What Does Palm Oil Do in Soap - And Why Sourcing Matters

 
Responsibly sourced palm oil

Palm oil is one of the most effective structural ingredients in natural soap. It hardens the bar, stabilizes the lather, and extends how long the bar lasts in the shower. It's also one of the most controversial agricultural commodities on the planet. Understanding both sides of that equation is worth doing before dismissing it or accepting it uncritically.


What Palm Oil Does in a Soap Formula

Palm oil is a medium-weight oil with a high saturated fat content - primarily palmitic and stearic acids. In a cold process soap formula, those saturated fats do specific work.

Bar hardness - palm oil produces a firm, hard bar that holds its shape and doesn't soften quickly in a wet shower environment. Without a hardening oil in the formula, cold process soap tends to be soft and wear down faster than it should.

Lather stability - palm oil contributes to a dense, stable lather that doesn't dissipate quickly. Where coconut oil produces abundant bubbles and olive oil produces a creamier lather, palm oil adds the body and staying power that keeps the lather consistent through a full wash.

Longevity - a bar with palm oil in the formula lasts longer in use. The hardness it contributes means less soap is lost to the water pooling in a soap dish between uses, and the bar maintains its structure from first use to last.

In a well-balanced cold process formula, palm oil works alongside the softer conditioning oils - olive, shea, coconut - providing the structure that lets those oils do their conditioning work without the bar falling apart in the process.


The Controversy Around Palm Oil

Palm oil is the world's most widely produced vegetable oil, which means it's also one of the most significant drivers of tropical deforestation. Clearing land for palm plantations has destroyed habitat across Southeast Asia, contributing to biodiversity loss and significant carbon emissions.

This is a real problem, and it's not resolved by simply avoiding palm oil.

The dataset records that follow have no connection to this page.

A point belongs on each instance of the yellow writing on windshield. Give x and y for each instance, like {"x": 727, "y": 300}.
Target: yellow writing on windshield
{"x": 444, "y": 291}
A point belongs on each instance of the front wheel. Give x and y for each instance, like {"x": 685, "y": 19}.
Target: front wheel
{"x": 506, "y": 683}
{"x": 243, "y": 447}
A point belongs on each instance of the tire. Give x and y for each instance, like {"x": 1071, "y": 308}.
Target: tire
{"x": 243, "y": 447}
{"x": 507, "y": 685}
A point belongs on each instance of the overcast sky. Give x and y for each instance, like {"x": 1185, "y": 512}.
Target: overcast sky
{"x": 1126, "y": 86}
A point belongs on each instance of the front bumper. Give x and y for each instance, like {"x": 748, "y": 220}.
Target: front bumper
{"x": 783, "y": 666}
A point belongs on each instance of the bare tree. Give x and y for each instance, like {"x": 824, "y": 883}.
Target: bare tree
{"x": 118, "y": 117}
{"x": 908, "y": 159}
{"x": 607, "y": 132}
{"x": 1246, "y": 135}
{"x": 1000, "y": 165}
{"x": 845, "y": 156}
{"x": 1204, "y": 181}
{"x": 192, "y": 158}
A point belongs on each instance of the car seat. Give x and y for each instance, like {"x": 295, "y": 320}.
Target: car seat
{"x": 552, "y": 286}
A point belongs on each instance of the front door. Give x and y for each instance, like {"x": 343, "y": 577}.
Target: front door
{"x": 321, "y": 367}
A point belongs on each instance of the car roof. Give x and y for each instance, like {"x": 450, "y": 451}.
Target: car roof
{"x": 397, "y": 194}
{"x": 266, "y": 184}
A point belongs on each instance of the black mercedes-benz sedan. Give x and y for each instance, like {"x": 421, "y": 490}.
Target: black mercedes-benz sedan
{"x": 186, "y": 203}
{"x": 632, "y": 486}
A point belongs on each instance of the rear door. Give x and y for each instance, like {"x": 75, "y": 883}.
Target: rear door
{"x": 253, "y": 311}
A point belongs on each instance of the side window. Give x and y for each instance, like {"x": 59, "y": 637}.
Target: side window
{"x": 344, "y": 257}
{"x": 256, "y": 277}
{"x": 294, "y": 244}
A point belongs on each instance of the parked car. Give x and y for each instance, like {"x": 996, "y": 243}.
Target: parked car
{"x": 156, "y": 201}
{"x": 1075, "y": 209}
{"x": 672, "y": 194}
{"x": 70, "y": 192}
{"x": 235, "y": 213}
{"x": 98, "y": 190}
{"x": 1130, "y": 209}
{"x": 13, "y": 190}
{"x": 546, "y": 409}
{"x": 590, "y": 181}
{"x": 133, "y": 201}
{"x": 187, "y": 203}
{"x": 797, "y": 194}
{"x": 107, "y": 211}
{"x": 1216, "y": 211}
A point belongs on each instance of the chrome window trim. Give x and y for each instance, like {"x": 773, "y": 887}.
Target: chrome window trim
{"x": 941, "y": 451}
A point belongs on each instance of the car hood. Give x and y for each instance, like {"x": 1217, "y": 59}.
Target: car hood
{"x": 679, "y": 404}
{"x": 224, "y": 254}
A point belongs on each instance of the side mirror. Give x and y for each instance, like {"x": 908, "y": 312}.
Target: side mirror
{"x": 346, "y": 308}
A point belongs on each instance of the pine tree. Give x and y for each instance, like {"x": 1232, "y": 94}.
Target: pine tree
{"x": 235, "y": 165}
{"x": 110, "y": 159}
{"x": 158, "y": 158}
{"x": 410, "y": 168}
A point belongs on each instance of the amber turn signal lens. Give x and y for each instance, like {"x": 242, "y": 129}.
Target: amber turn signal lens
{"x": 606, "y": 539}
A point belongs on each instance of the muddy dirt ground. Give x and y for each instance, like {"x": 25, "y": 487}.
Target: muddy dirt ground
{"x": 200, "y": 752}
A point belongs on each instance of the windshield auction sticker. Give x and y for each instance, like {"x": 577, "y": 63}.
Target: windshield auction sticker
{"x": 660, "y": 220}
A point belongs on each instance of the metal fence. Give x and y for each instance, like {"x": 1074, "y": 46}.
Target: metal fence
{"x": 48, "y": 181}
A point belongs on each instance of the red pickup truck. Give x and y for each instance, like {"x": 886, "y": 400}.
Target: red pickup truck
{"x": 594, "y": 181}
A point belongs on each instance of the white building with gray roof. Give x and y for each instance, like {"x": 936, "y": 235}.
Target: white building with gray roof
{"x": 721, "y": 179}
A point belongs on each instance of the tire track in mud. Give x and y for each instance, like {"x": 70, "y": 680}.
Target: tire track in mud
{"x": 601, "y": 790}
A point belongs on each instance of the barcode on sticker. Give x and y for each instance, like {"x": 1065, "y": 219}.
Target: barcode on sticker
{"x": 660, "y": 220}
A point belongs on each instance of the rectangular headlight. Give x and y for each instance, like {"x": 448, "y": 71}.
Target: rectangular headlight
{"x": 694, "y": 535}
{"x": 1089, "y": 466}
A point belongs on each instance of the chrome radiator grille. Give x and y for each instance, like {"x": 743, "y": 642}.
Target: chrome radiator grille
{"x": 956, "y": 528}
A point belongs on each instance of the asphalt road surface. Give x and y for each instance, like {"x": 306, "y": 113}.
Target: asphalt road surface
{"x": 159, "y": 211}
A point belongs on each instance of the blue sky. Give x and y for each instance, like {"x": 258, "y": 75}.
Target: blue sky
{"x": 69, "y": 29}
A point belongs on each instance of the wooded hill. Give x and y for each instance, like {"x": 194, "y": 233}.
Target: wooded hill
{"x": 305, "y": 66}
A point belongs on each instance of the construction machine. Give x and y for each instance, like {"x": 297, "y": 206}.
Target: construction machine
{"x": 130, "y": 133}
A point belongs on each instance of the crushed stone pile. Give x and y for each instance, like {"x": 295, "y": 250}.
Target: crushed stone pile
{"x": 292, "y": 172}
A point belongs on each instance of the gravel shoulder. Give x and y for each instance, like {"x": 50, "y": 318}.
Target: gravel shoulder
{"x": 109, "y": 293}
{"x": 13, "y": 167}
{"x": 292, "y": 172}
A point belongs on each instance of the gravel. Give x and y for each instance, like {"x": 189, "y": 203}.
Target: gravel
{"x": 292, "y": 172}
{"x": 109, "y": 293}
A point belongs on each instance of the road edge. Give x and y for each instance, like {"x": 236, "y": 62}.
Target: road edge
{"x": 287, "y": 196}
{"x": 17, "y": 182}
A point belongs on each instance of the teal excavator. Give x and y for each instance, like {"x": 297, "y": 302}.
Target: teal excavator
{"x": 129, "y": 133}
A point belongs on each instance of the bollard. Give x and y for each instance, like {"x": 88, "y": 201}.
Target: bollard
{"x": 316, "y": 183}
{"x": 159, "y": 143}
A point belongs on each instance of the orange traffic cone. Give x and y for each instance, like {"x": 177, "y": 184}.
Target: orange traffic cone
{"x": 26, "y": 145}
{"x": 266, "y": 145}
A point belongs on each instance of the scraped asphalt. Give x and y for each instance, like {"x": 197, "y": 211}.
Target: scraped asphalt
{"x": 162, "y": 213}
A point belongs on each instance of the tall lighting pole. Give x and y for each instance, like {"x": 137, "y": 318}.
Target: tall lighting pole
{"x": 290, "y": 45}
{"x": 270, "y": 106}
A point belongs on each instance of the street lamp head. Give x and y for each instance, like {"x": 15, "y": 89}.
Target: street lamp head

The demand for palm oil doesn't disappear when one brand stops using it - it shifts to other suppliers, often less scrupulous ones. And replacing palm oil with alternative oils requires significantly more land to produce the same yield, which carries its own environmental cost.

The more substantive response is sourcing - specifically, sourcing from producers certified to standards that prohibit deforestation, protect biodiversity, and treat workers fairly.


What "Sustainable Palm Oil" Actually Means

The Palm Done Right standard is one of the more rigorous frameworks in sustainable palm certification. It requires that palm oil be sourced from independent farms using agroforestry practices - growing palm alongside other crops rather than in monoculture plantations - with no new deforestation and fair treatment of farming communities.

It's a higher bar than the baseline RSPO certification, which has been criticized for allowing continued deforestation under certain conditions. Palm Done Right specifically prohibits that.

Our bars are made with palm oil that meets the Palm Done Right standard. That means our palm comes from independent farms practicing agroforestry, with no new deforestation, and with fair treatment of the farming communities involved. The choice to keep palm oil in the formula is a deliberate one - it does something in the bar that other oils don't replicate well - and sourcing to that standard is how that choice is made responsibly.


Why We Use It

A Bearsville bar is built on saponified organic coconut, olive, shea butter, sunflower and sustainable palm oils. Each oil is in the formula because it does something specific. Palm oil is what gives the bar its structure, its lather stability, and its longevity in the shower.

Removing it would require reformulating around an alternative that either performs less well or carries its own sourcing complications. The better answer is to use it and source it right.